H.E. President Uhuru Kenyatta is a busy man, shuttling within the country, hosting national guests at the State House, gracing government offices, projects, counties and abroad on foreign trips to represent the interests of Kenyans, who elected him to power.
Away from politics and its intrigues, Caveman+ Media discovered the hidden but undisputed President Kenyatta has, that is farming. It is true that the Kenyatta’s dynasty own hundreds of hectares of land all over Kenya, if not millions, but that is a story of another day. Today, we will delve into his farm in Nakuru where he has spent a fortune of his billions and is reaping big time from his investment.
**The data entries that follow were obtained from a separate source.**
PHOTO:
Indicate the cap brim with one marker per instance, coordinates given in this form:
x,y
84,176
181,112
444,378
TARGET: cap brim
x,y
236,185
For any farmer, Uhuru Kenyatta will certainly give good company, as an established modern farmer himself.
He owns a 4,000 acre Gicheha Farm in Nakuru, where he rears over 1,000 animals as a commercial modern farmer. The animals, most of them imported top breeds of cattle reared for beef and breeding are top quality and their condition are proof enough that a lot has been invested in the project and a well-run program is in place to ensure their well-being. The animals, comprising of the Brangus, Hereford, Ankole, Borans, Sahiwals and Brahman herds which graze in paddocks in the expansive farm.
Other than the herd of cattle, the farm also hosts over 40 Boer goats from S.Africa for milk production, and over 200 Galla goats and Dorper sheep all kept for meat.
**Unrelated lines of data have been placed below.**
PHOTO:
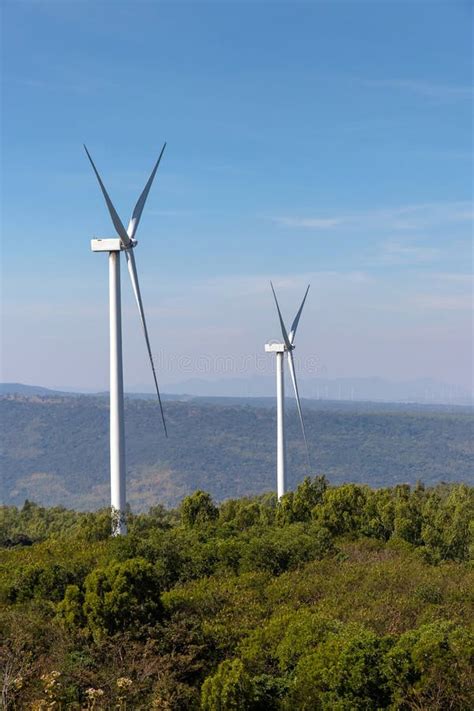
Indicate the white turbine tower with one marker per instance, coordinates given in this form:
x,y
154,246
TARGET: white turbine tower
x,y
126,242
280,349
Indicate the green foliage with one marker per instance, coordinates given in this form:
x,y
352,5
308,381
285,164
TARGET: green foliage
x,y
122,596
198,509
431,667
342,509
229,689
334,598
342,674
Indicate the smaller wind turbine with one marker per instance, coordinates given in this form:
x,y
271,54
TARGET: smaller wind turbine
x,y
280,349
126,242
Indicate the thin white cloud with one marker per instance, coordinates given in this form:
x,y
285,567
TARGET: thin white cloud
x,y
394,253
443,302
404,217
According to the competent and well qualified Mr. Njoroge, who is mandated with the responsibility to run and manage the farm, the expensive business venture requires thoroughness in planning, execution of daily work on feeding, animal inspection and taking records for monitoring purposes. Other than the normal grazing in the paddocks during the day, the animals are watered and feed on important minerals, salt and hay to ensure a well-balanced diet to achieve desired weighs and health status.
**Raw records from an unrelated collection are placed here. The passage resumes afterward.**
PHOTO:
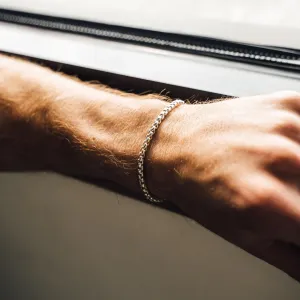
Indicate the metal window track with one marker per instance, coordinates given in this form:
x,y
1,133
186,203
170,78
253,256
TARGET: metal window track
x,y
260,55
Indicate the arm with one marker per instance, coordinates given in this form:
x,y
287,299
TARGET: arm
x,y
232,165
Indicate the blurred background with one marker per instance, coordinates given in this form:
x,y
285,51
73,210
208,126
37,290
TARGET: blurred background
x,y
268,22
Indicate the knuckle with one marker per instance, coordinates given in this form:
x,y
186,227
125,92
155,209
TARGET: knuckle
x,y
259,196
280,151
286,122
287,95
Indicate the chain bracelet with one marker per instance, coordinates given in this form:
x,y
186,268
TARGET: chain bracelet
x,y
145,146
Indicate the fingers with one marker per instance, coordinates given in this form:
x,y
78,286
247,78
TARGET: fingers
x,y
284,256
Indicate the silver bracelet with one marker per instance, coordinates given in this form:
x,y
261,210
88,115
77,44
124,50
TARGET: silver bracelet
x,y
145,146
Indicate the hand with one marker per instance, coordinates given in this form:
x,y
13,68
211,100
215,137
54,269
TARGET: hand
x,y
234,166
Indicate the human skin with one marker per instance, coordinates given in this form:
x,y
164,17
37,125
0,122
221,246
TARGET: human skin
x,y
231,165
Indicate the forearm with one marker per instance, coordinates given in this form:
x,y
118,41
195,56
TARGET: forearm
x,y
54,122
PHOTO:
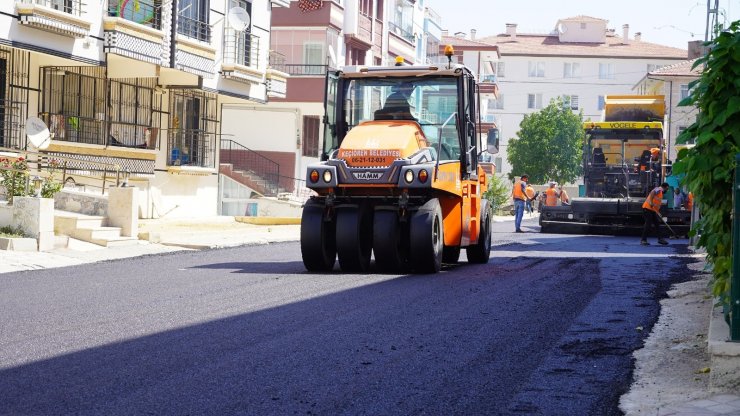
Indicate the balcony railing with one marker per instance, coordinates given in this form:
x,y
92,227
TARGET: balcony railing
x,y
193,28
143,12
299,69
190,148
276,60
399,31
73,7
241,48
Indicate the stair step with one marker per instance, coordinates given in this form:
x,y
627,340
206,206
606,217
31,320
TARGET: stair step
x,y
97,233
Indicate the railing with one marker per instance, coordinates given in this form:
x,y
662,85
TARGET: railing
x,y
73,7
194,28
73,169
143,12
399,31
247,160
276,60
190,147
241,48
298,69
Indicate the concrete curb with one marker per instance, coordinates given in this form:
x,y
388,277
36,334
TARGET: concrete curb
x,y
725,355
269,220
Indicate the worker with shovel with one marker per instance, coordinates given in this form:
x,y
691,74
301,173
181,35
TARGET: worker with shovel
x,y
651,212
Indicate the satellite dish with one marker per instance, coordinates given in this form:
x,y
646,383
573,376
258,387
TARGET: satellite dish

Certainly, it is always a busy day at the Gicheha Farm, and the 30 employees who have to meet the expectations of their prominent employer, and take care of affairs on the farm. It is a daunting task to feed all these animals on grass, hay and animal feed. To take care of this, especially during the dry spells when dry seasons reigns, over 2,000 acres of land is set aside and Boma Rhodes grass planted and harvested as hay, for the herds.